Thread: preprocessor

#define a 10
main()
{
printf("%d..",a);
foo();
printf("%d",a);
}
void foo()
{
#undef a
#define a 50
}
The output is 10..10 how it will come

Hi,
The preprocessor is invoked by the compiler as the first phase in the translation process. The preprocessor replaces all occurrences of the macro with the value. In the above program the second definition of a is after the second printf(). Hence the O/P is 10..10

But this one dispaly 50..50
#define a 10
foo()
{
#undef a
#define a 50
}
main()
{
printf("%d..",a);
foo();
printf("%d",a);
}

#define a 10
print() {
printf("%d..",a);
}
foo()
{
#undef a
#define a 50
}
main()
{
printf("%d..",a);
foo();
printf("%d",a);
print();
}

Check this out. This will make it clear.

(The o/p should be 10..50..50)




--Smile, it makes people wonder what you are thinking.
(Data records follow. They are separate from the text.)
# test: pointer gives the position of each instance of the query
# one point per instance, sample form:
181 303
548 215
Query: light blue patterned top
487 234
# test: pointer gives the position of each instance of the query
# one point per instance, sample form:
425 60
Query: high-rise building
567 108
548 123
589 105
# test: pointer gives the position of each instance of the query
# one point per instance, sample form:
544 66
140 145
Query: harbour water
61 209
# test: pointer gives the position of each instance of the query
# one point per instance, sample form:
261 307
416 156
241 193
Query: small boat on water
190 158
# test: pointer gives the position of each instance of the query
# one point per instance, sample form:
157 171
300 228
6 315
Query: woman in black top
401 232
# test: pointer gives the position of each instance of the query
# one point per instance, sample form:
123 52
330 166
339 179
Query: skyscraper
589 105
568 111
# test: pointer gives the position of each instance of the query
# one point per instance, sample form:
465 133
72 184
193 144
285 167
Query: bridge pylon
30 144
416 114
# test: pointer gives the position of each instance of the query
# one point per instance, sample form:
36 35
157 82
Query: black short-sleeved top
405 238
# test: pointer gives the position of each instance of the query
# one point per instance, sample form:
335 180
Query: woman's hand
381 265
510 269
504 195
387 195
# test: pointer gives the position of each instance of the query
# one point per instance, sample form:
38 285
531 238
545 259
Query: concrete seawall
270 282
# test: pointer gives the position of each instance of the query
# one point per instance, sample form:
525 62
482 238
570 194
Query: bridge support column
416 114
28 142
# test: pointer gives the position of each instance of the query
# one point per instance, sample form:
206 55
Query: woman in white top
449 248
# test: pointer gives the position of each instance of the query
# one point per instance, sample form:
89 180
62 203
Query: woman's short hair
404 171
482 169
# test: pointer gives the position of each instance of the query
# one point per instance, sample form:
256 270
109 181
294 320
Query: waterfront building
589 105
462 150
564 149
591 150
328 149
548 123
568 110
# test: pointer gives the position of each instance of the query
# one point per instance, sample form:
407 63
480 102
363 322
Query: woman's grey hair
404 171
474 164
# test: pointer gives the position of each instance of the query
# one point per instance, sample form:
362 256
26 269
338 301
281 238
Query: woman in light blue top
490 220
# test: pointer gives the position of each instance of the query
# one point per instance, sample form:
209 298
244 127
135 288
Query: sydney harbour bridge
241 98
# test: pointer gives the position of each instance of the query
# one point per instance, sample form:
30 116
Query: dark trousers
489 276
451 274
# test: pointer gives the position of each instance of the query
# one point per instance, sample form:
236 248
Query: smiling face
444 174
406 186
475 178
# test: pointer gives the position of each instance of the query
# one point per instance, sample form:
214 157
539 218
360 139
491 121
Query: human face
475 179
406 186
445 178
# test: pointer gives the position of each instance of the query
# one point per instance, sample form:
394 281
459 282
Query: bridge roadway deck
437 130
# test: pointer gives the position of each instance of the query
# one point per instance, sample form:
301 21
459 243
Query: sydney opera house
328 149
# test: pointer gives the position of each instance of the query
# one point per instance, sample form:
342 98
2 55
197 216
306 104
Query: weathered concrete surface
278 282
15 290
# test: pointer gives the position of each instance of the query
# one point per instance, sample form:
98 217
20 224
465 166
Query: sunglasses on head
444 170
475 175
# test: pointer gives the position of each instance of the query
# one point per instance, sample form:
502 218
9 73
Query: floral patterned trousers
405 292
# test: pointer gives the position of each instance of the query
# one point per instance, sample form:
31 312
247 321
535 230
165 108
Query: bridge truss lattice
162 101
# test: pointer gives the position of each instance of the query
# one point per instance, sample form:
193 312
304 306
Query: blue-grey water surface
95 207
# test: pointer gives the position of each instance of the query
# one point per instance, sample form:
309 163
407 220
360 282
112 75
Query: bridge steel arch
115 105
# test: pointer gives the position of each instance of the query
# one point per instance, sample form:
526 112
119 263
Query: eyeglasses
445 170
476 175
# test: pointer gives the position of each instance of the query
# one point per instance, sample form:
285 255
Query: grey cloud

hi... I need a explanation for this..
#define f(g,g2) g##g2
main()
{
int var12=100;
printf("%d",f(var,12));
}
the output is 100

The very first thing that a C compiler does is:
It invokes the preprocessor. The function of the preprocessor is to replace all preprocessor directives with their appropriate substitution.

Consider the program that you have:

#define f(g,g2) g##g2
main()
{
int var12=100;
printf("%d",f(var,12));
}

In this program ## means concat the two variables passed to this function. This is called Token Concatenation.





The preprocessor will replace this with:
main()
{
int var12=100;
printf("%d", var12);
}

Go through the following links:
en . wikipedia . org/wiki/C_preprocessor
www . cs . utah.edu/dept/old/texinfo/cpp/cpp . html




--Smile, it makes people wonder what you are thinking.